Il rapporto genitori-figli è centrale in questo racconto. Perché Lucia non deve affrontare solo il rapporto con suo padre, ma anche quello con sua figlia. Lucia è figlia ma è anche madre. In entrambi i casi Lucia si trova in difficoltà, in entrambe le situazioni c’è un problema di incomunicabilità. Lucia e suo padre non riescono a comunicare fino in fondo cosa pensano o quello che provano. Allo stesso modo Lucia non riesce a parlare con la figlia Amanda, tornata a casa durante la pandemia da Milano dove era andata per studiare ma dove deve aver vissuto qualcosa che l’ha segnata profondamente e che Lucia non riesce a comprendere fino in fondo.
Deve essere libera mi dicevo, per quello non salivo su un treno. Con una
debolezza dentro mi limitavo ai gesti quotidiani, non osavo di più. Non volevo
che mi vedesse come stavo. Ho addomesticato la paura che avevo all’inizio per
lei. Un posto che aveva tanto desiderato non poteva farle del male.

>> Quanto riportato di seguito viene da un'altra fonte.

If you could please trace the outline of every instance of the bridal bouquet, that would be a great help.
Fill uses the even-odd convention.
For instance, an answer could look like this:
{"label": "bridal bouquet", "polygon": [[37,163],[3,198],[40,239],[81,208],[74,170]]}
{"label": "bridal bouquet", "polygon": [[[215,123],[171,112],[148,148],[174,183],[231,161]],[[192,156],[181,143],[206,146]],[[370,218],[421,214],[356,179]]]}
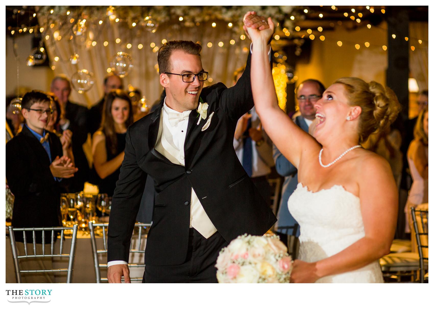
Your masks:
{"label": "bridal bouquet", "polygon": [[279,236],[244,234],[220,251],[219,283],[289,283],[292,261]]}

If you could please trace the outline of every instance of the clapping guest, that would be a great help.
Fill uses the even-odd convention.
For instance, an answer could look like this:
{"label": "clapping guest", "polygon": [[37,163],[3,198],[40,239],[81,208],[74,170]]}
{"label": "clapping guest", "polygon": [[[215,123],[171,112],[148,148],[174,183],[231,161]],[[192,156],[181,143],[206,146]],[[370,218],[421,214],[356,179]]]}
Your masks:
{"label": "clapping guest", "polygon": [[416,251],[416,244],[411,207],[428,202],[428,106],[419,113],[411,141],[407,152],[407,159],[413,184],[408,192],[405,205],[407,223],[405,231],[411,231],[412,250]]}
{"label": "clapping guest", "polygon": [[101,127],[92,139],[95,184],[99,192],[113,195],[124,159],[127,129],[133,123],[131,101],[120,90],[113,90],[105,98]]}
{"label": "clapping guest", "polygon": [[51,99],[51,110],[52,114],[50,117],[45,129],[47,131],[52,132],[59,137],[62,143],[62,148],[63,152],[63,156],[67,156],[71,159],[71,162],[74,163],[74,155],[72,154],[72,133],[71,130],[66,130],[61,133],[59,121],[61,117],[60,104],[59,100],[54,94],[49,92],[47,94]]}

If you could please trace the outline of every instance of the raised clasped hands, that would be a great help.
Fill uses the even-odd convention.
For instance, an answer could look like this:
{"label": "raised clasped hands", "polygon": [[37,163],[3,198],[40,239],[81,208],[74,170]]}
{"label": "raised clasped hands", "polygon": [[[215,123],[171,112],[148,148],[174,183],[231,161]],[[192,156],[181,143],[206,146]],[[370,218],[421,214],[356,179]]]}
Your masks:
{"label": "raised clasped hands", "polygon": [[316,265],[300,260],[296,260],[293,263],[291,272],[291,283],[312,283],[320,277],[316,274]]}
{"label": "raised clasped hands", "polygon": [[70,178],[79,169],[74,166],[71,159],[66,156],[56,156],[50,165],[50,170],[53,177],[58,178]]}
{"label": "raised clasped hands", "polygon": [[260,40],[268,44],[274,32],[274,23],[271,17],[268,19],[256,14],[255,12],[248,12],[243,18],[243,29],[252,42]]}

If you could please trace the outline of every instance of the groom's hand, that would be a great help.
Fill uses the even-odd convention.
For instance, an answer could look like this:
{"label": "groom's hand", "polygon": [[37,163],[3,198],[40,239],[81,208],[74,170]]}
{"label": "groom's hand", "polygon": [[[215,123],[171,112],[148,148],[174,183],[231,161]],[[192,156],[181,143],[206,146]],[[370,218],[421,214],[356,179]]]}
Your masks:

Con una scrittura precisa, diretta, a volte dolorosa, Donatella Di Pietrantonio, ci porta dentro una storia profonda che parla e che riguarda tutti e che invita a non nascondere le proprie fragilità, a qualsiasi età.
Eravamo giovani, ma non invincibili. Eravamo fragili. Scoprivo da un
momento all’altro che potevamo cadere, perderci e persino morire.